ESwap
Basic Concepts
Enhanced Swap (ESwap) allows a custom partition to serve as a swap partition and uses a resident process zswapd to encrypt and swap the anonymous pages compressed by zram to the ESwap partition. In this way, a block of memory can be completely released to ensure the available memory (Memavailable) waterline. In addition to this reclaiming mechanism, the entire memory framework is enhanced to improve the reclaiming efficiency of anonymous pages and file pages and streamline the reclaiming ratio of these two types of pages to prevent refaults caused by excessive reclamation.

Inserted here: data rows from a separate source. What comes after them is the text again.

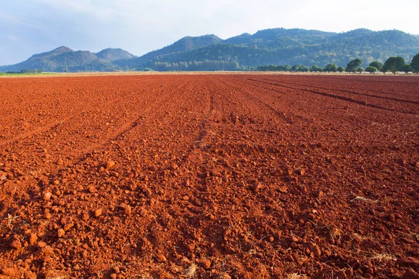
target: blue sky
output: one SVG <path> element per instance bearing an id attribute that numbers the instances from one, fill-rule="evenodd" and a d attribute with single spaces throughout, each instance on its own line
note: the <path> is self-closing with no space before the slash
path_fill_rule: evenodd
<path id="1" fill-rule="evenodd" d="M 418 13 L 417 0 L 1 0 L 0 65 L 61 45 L 142 55 L 185 36 L 275 27 L 419 34 Z"/>

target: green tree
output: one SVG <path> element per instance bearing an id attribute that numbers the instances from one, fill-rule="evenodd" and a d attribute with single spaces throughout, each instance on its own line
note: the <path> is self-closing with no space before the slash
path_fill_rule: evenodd
<path id="1" fill-rule="evenodd" d="M 326 66 L 325 67 L 325 71 L 326 71 L 326 72 L 336 73 L 337 70 L 337 66 L 332 63 L 330 63 L 326 65 Z"/>
<path id="2" fill-rule="evenodd" d="M 321 72 L 321 68 L 320 68 L 317 65 L 313 65 L 311 66 L 311 68 L 310 68 L 310 70 L 311 72 Z"/>
<path id="3" fill-rule="evenodd" d="M 292 72 L 298 72 L 298 69 L 300 69 L 300 65 L 294 65 L 293 68 L 291 68 Z"/>
<path id="4" fill-rule="evenodd" d="M 395 75 L 396 73 L 400 70 L 403 65 L 404 65 L 404 59 L 403 58 L 392 56 L 387 59 L 383 68 Z"/>
<path id="5" fill-rule="evenodd" d="M 365 71 L 367 71 L 371 74 L 374 73 L 377 70 L 378 70 L 378 69 L 377 69 L 376 67 L 374 67 L 372 66 L 367 67 L 367 68 L 365 69 Z"/>
<path id="6" fill-rule="evenodd" d="M 409 64 L 404 64 L 402 67 L 400 67 L 400 71 L 404 72 L 406 75 L 409 73 L 409 72 L 411 72 L 411 70 L 412 68 Z"/>
<path id="7" fill-rule="evenodd" d="M 375 67 L 378 70 L 381 70 L 383 68 L 383 64 L 378 61 L 374 61 L 369 64 L 370 67 Z"/>
<path id="8" fill-rule="evenodd" d="M 346 65 L 345 70 L 348 73 L 355 73 L 358 68 L 361 66 L 362 61 L 359 58 L 355 60 L 352 60 Z"/>
<path id="9" fill-rule="evenodd" d="M 413 57 L 411 63 L 411 68 L 413 73 L 419 73 L 419 53 Z"/>
<path id="10" fill-rule="evenodd" d="M 308 71 L 310 70 L 310 68 L 308 67 L 306 67 L 305 66 L 302 65 L 301 66 L 300 66 L 300 68 L 298 68 L 298 71 L 299 72 L 303 72 L 303 73 L 307 73 Z"/>

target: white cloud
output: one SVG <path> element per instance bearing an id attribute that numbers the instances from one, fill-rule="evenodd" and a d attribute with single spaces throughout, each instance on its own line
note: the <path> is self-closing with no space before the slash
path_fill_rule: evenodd
<path id="1" fill-rule="evenodd" d="M 227 38 L 276 27 L 337 32 L 397 29 L 419 34 L 417 0 L 397 5 L 392 0 L 1 1 L 0 37 L 8 42 L 3 43 L 4 51 L 13 55 L 0 57 L 10 59 L 0 64 L 63 45 L 92 51 L 121 47 L 141 55 L 184 36 Z M 20 47 L 24 43 L 31 47 Z"/>

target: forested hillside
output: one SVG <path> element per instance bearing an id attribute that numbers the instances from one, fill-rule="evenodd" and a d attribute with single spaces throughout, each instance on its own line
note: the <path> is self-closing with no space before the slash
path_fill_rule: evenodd
<path id="1" fill-rule="evenodd" d="M 94 54 L 61 47 L 18 64 L 0 67 L 0 71 L 230 70 L 270 64 L 323 67 L 331 63 L 344 66 L 358 58 L 362 61 L 361 66 L 367 67 L 374 61 L 383 63 L 390 56 L 401 56 L 409 62 L 418 53 L 419 36 L 397 30 L 361 29 L 337 33 L 278 28 L 226 40 L 215 35 L 184 37 L 140 57 L 120 49 Z"/>

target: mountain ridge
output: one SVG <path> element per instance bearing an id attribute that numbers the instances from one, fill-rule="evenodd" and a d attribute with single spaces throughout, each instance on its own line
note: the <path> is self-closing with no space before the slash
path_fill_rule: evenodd
<path id="1" fill-rule="evenodd" d="M 57 72 L 156 68 L 161 63 L 186 63 L 187 66 L 207 60 L 237 62 L 240 66 L 247 67 L 271 63 L 325 66 L 335 63 L 345 66 L 355 58 L 361 58 L 362 66 L 366 66 L 375 60 L 384 61 L 390 56 L 401 56 L 407 60 L 418 52 L 419 36 L 398 30 L 358 29 L 336 33 L 275 28 L 259 30 L 253 34 L 244 33 L 225 40 L 214 34 L 186 36 L 140 56 L 117 48 L 93 53 L 61 46 L 34 54 L 15 65 L 0 66 L 0 70 L 36 68 Z"/>

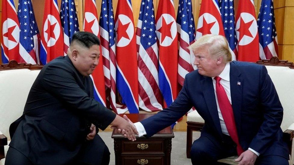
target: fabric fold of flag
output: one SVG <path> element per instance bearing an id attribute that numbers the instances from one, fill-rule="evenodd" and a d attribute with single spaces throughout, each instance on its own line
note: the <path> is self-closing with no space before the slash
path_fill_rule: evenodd
<path id="1" fill-rule="evenodd" d="M 180 45 L 178 81 L 183 86 L 186 75 L 194 70 L 193 66 L 197 68 L 192 61 L 194 59 L 194 54 L 188 48 L 195 42 L 195 33 L 191 0 L 180 0 L 179 2 L 177 23 Z"/>
<path id="2" fill-rule="evenodd" d="M 172 0 L 160 0 L 158 9 L 155 20 L 159 50 L 158 79 L 166 108 L 178 93 L 177 23 Z"/>
<path id="3" fill-rule="evenodd" d="M 231 53 L 233 53 L 238 60 L 237 39 L 235 31 L 235 11 L 233 0 L 220 0 L 220 10 L 224 25 L 225 35 L 229 42 Z M 234 55 L 232 55 L 233 56 Z"/>
<path id="4" fill-rule="evenodd" d="M 257 19 L 259 39 L 259 56 L 262 60 L 270 59 L 278 55 L 278 38 L 275 24 L 274 2 L 262 0 Z"/>
<path id="5" fill-rule="evenodd" d="M 64 54 L 63 32 L 57 1 L 45 0 L 45 6 L 40 48 L 40 60 L 43 65 Z"/>
<path id="6" fill-rule="evenodd" d="M 238 60 L 255 63 L 259 60 L 257 30 L 253 0 L 240 0 L 236 15 Z"/>
<path id="7" fill-rule="evenodd" d="M 66 55 L 74 33 L 80 31 L 74 0 L 62 0 L 60 19 L 63 29 L 64 51 Z"/>
<path id="8" fill-rule="evenodd" d="M 19 55 L 19 23 L 13 0 L 2 0 L 1 24 L 1 57 L 2 63 L 7 63 L 14 60 L 17 62 L 25 62 Z"/>
<path id="9" fill-rule="evenodd" d="M 115 59 L 115 38 L 114 17 L 112 0 L 104 0 L 101 4 L 99 26 L 101 53 L 103 55 L 103 70 L 107 107 L 116 110 L 116 60 Z"/>
<path id="10" fill-rule="evenodd" d="M 84 31 L 92 33 L 99 38 L 99 25 L 95 0 L 86 0 L 84 13 Z M 106 106 L 105 84 L 103 71 L 103 54 L 101 46 L 99 46 L 100 58 L 99 63 L 90 75 L 94 85 L 94 98 Z"/>
<path id="11" fill-rule="evenodd" d="M 162 109 L 158 80 L 158 49 L 152 0 L 142 0 L 137 27 L 139 107 L 151 112 Z"/>
<path id="12" fill-rule="evenodd" d="M 25 62 L 40 64 L 40 33 L 31 0 L 19 0 L 17 16 L 20 22 L 19 54 Z"/>
<path id="13" fill-rule="evenodd" d="M 117 86 L 129 112 L 138 113 L 138 63 L 130 0 L 118 0 L 114 20 L 117 34 Z M 117 110 L 118 113 L 125 112 L 125 110 Z"/>

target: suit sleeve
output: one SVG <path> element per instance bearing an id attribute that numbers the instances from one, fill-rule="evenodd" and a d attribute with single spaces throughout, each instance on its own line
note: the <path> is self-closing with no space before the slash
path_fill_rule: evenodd
<path id="1" fill-rule="evenodd" d="M 69 66 L 52 64 L 45 70 L 41 84 L 46 91 L 60 101 L 68 109 L 87 119 L 102 130 L 114 120 L 116 115 L 94 99 L 89 97 L 79 86 Z"/>
<path id="2" fill-rule="evenodd" d="M 182 90 L 170 106 L 140 121 L 145 128 L 147 137 L 151 136 L 170 126 L 192 108 L 187 86 L 187 77 L 185 78 Z"/>
<path id="3" fill-rule="evenodd" d="M 260 102 L 264 111 L 264 120 L 257 134 L 249 145 L 261 154 L 264 153 L 280 129 L 283 119 L 283 108 L 265 67 L 260 72 Z"/>

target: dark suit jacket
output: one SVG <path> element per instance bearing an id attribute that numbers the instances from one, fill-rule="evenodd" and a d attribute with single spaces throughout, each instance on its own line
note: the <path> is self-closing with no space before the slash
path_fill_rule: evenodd
<path id="1" fill-rule="evenodd" d="M 93 88 L 91 78 L 80 74 L 68 57 L 49 63 L 32 87 L 24 115 L 11 126 L 9 146 L 34 164 L 70 162 L 91 123 L 104 130 L 115 117 L 93 99 Z"/>
<path id="2" fill-rule="evenodd" d="M 280 127 L 283 108 L 264 66 L 249 63 L 230 63 L 231 96 L 240 144 L 264 155 L 289 158 Z M 238 85 L 238 82 L 240 84 Z M 222 141 L 220 120 L 211 77 L 198 70 L 187 75 L 177 99 L 168 108 L 141 121 L 150 136 L 174 123 L 194 106 L 204 120 L 202 136 Z"/>

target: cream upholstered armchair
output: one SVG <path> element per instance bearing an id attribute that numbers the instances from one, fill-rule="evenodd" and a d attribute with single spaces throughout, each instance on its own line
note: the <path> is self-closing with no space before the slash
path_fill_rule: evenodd
<path id="1" fill-rule="evenodd" d="M 10 142 L 10 124 L 22 115 L 29 92 L 43 66 L 0 65 L 0 165 L 4 165 Z"/>
<path id="2" fill-rule="evenodd" d="M 283 121 L 281 126 L 284 138 L 290 151 L 289 164 L 294 164 L 294 64 L 288 61 L 279 60 L 277 57 L 270 60 L 258 61 L 256 63 L 266 66 L 273 81 L 284 109 Z M 204 121 L 196 111 L 188 114 L 187 119 L 187 157 L 190 157 L 192 131 L 201 131 Z M 219 160 L 218 161 L 230 164 L 236 164 L 234 160 L 237 156 Z"/>

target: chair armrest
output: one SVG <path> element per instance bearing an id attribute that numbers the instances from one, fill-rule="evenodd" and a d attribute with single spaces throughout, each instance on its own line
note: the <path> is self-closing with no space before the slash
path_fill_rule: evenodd
<path id="1" fill-rule="evenodd" d="M 0 131 L 0 160 L 5 157 L 4 145 L 7 145 L 7 138 Z"/>

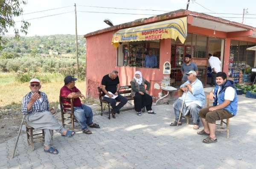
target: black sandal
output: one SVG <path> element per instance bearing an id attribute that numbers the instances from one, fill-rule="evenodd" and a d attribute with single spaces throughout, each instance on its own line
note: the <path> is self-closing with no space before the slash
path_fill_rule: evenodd
<path id="1" fill-rule="evenodd" d="M 173 123 L 171 123 L 171 124 L 170 124 L 170 126 L 176 126 L 177 125 L 177 124 L 178 124 L 177 122 L 175 121 Z M 179 123 L 179 124 L 178 124 L 178 126 L 181 126 L 181 125 L 182 125 L 182 123 Z"/>
<path id="2" fill-rule="evenodd" d="M 203 130 L 201 131 L 200 131 L 200 132 L 197 132 L 197 134 L 199 135 L 209 135 L 210 134 L 206 133 L 205 131 L 204 130 Z"/>
<path id="3" fill-rule="evenodd" d="M 210 136 L 207 137 L 207 138 L 205 138 L 203 140 L 203 143 L 206 143 L 207 144 L 216 143 L 217 141 L 217 138 L 214 140 Z"/>
<path id="4" fill-rule="evenodd" d="M 89 129 L 85 129 L 85 130 L 83 130 L 83 132 L 84 133 L 85 133 L 86 134 L 93 134 L 93 133 L 92 132 L 91 132 L 89 130 Z"/>
<path id="5" fill-rule="evenodd" d="M 113 118 L 116 118 L 116 113 L 115 113 L 114 112 L 112 112 L 112 117 Z"/>
<path id="6" fill-rule="evenodd" d="M 96 128 L 96 129 L 99 129 L 100 128 L 99 125 L 99 124 L 96 124 L 96 123 L 93 123 L 93 124 L 91 125 L 89 127 L 90 127 Z"/>

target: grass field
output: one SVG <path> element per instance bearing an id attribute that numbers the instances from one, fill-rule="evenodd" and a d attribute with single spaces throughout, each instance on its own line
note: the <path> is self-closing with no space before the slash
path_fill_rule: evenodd
<path id="1" fill-rule="evenodd" d="M 46 93 L 51 106 L 55 106 L 58 103 L 60 90 L 64 85 L 64 77 L 60 75 L 51 79 L 50 82 L 41 83 L 41 91 Z M 76 87 L 85 95 L 85 81 L 78 80 L 76 82 Z M 29 82 L 17 82 L 14 73 L 0 73 L 0 108 L 13 105 L 20 106 L 23 96 L 30 91 L 29 85 Z"/>

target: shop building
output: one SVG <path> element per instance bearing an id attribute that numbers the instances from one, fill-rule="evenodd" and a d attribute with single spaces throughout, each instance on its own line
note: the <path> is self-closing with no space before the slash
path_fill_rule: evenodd
<path id="1" fill-rule="evenodd" d="M 140 71 L 151 83 L 150 94 L 159 97 L 164 77 L 171 78 L 172 86 L 180 84 L 186 54 L 192 55 L 205 85 L 209 53 L 219 58 L 223 71 L 236 83 L 241 71 L 244 78 L 239 82 L 250 82 L 250 70 L 256 64 L 255 51 L 247 50 L 256 45 L 256 28 L 186 10 L 111 26 L 84 37 L 86 95 L 96 98 L 102 77 L 113 70 L 119 72 L 121 86 L 130 85 L 134 73 Z M 148 64 L 149 53 L 154 56 Z"/>

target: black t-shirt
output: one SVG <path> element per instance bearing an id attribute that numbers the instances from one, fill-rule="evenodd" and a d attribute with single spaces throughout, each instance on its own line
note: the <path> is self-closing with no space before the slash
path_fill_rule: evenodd
<path id="1" fill-rule="evenodd" d="M 109 77 L 108 74 L 104 76 L 102 81 L 102 85 L 106 86 L 107 91 L 111 92 L 113 94 L 115 94 L 116 91 L 116 85 L 119 83 L 120 83 L 118 76 L 112 80 Z"/>

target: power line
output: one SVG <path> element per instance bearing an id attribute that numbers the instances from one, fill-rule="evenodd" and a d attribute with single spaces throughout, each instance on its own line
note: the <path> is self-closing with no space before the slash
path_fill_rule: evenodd
<path id="1" fill-rule="evenodd" d="M 154 14 L 133 14 L 130 13 L 117 13 L 117 12 L 96 12 L 94 11 L 78 11 L 78 12 L 87 12 L 87 13 L 96 13 L 102 14 L 130 14 L 130 15 L 157 15 Z"/>
<path id="2" fill-rule="evenodd" d="M 51 11 L 51 10 L 55 10 L 55 9 L 61 9 L 61 8 L 67 8 L 67 7 L 70 7 L 70 6 L 64 6 L 64 7 L 63 7 L 53 8 L 52 9 L 47 9 L 47 10 L 44 10 L 44 11 L 35 11 L 35 12 L 30 12 L 30 13 L 27 13 L 26 14 L 22 14 L 23 15 L 24 15 L 28 14 L 34 14 L 35 13 L 44 12 L 45 11 Z"/>
<path id="3" fill-rule="evenodd" d="M 139 10 L 139 11 L 160 11 L 162 12 L 170 12 L 170 11 L 163 11 L 156 9 L 138 9 L 134 8 L 114 8 L 114 7 L 107 7 L 105 6 L 89 6 L 85 5 L 78 5 L 77 6 L 84 6 L 87 7 L 93 8 L 106 8 L 108 9 L 126 9 L 132 10 Z"/>
<path id="4" fill-rule="evenodd" d="M 37 19 L 42 18 L 46 17 L 52 17 L 52 16 L 55 16 L 55 15 L 61 15 L 62 14 L 67 14 L 68 13 L 71 13 L 71 12 L 73 12 L 73 11 L 69 11 L 69 12 L 64 12 L 64 13 L 61 13 L 60 14 L 53 14 L 50 15 L 44 16 L 43 17 L 35 17 L 35 18 L 34 18 L 28 19 L 27 20 L 19 20 L 18 21 L 15 21 L 15 22 L 22 22 L 22 21 L 26 21 L 27 20 L 35 20 L 35 19 Z"/>
<path id="5" fill-rule="evenodd" d="M 199 5 L 199 6 L 201 6 L 201 7 L 202 7 L 203 8 L 204 8 L 205 9 L 206 9 L 206 10 L 208 10 L 208 11 L 211 11 L 211 12 L 213 12 L 213 14 L 216 14 L 216 12 L 215 12 L 214 11 L 212 11 L 211 10 L 210 10 L 210 9 L 208 9 L 208 8 L 207 8 L 205 7 L 203 5 L 202 5 L 200 4 L 200 3 L 197 3 L 196 2 L 195 2 L 195 0 L 193 0 L 193 2 L 194 2 L 194 3 L 196 3 L 197 4 L 198 4 L 198 5 Z"/>
<path id="6" fill-rule="evenodd" d="M 225 17 L 225 18 L 242 18 L 242 17 Z M 244 17 L 244 18 L 246 18 L 246 19 L 256 19 L 256 17 Z"/>
<path id="7" fill-rule="evenodd" d="M 229 14 L 229 15 L 242 15 L 243 14 L 231 14 L 231 13 L 212 13 L 212 12 L 204 12 L 204 14 Z M 245 14 L 246 15 L 256 15 L 256 14 Z"/>

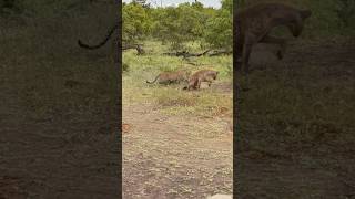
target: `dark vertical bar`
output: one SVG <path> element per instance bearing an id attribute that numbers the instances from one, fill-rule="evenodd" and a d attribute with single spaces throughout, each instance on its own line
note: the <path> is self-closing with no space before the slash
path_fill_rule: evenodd
<path id="1" fill-rule="evenodd" d="M 116 130 L 116 142 L 119 146 L 119 175 L 120 185 L 118 185 L 119 198 L 122 198 L 122 1 L 116 0 L 118 7 L 118 36 L 115 40 L 116 43 L 116 54 L 115 54 L 115 67 L 118 71 L 118 95 L 116 95 L 116 113 L 118 113 L 118 130 Z"/>

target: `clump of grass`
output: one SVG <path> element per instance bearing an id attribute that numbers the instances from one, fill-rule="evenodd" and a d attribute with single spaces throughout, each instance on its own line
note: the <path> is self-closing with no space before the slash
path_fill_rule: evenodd
<path id="1" fill-rule="evenodd" d="M 201 56 L 185 61 L 162 55 L 169 51 L 169 46 L 160 42 L 145 41 L 144 44 L 150 52 L 148 55 L 136 56 L 130 51 L 123 53 L 124 63 L 130 65 L 129 73 L 123 74 L 123 104 L 153 104 L 161 112 L 173 115 L 232 116 L 232 92 L 227 94 L 212 88 L 187 92 L 182 90 L 184 84 L 164 86 L 145 83 L 145 80 L 152 80 L 161 72 L 189 70 L 193 73 L 203 69 L 219 71 L 217 81 L 227 83 L 232 81 L 232 56 Z"/>

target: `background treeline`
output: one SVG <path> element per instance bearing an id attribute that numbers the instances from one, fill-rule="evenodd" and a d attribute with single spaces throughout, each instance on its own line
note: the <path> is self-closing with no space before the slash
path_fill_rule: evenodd
<path id="1" fill-rule="evenodd" d="M 151 7 L 144 0 L 123 4 L 123 40 L 148 39 L 184 49 L 187 42 L 202 46 L 232 48 L 232 0 L 222 0 L 222 8 L 205 8 L 201 2 L 178 7 Z"/>
<path id="2" fill-rule="evenodd" d="M 268 0 L 236 0 L 236 10 Z M 312 10 L 307 20 L 304 38 L 355 35 L 354 0 L 273 0 L 273 2 L 291 3 L 298 8 Z"/>

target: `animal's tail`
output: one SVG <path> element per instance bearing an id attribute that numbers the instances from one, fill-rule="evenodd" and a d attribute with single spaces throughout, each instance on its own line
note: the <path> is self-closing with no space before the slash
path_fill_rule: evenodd
<path id="1" fill-rule="evenodd" d="M 155 77 L 155 80 L 153 81 L 153 82 L 149 82 L 149 81 L 146 81 L 146 83 L 149 83 L 149 84 L 153 84 L 154 82 L 156 82 L 156 80 L 159 78 L 159 75 Z"/>
<path id="2" fill-rule="evenodd" d="M 78 44 L 79 44 L 79 46 L 84 48 L 84 49 L 90 49 L 90 50 L 99 49 L 99 48 L 101 48 L 102 45 L 104 45 L 104 44 L 110 40 L 112 33 L 113 33 L 118 28 L 119 28 L 119 24 L 115 24 L 115 25 L 110 30 L 110 32 L 108 33 L 108 35 L 105 36 L 105 39 L 104 39 L 102 42 L 100 42 L 99 44 L 97 44 L 97 45 L 88 45 L 88 44 L 84 44 L 84 43 L 82 43 L 81 40 L 78 40 Z"/>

Configuring zram and ESwap
NOTE
Enable ESwap before zram is enabled. If ESwap is not used, you can enable zram alone. If a device does not have the storage device for swap-out or have the corresponding storage partition created, you can enable zram to reclaim memory using zswapd.
Enabling ESwap
-
Enable related configuration items and dependencies.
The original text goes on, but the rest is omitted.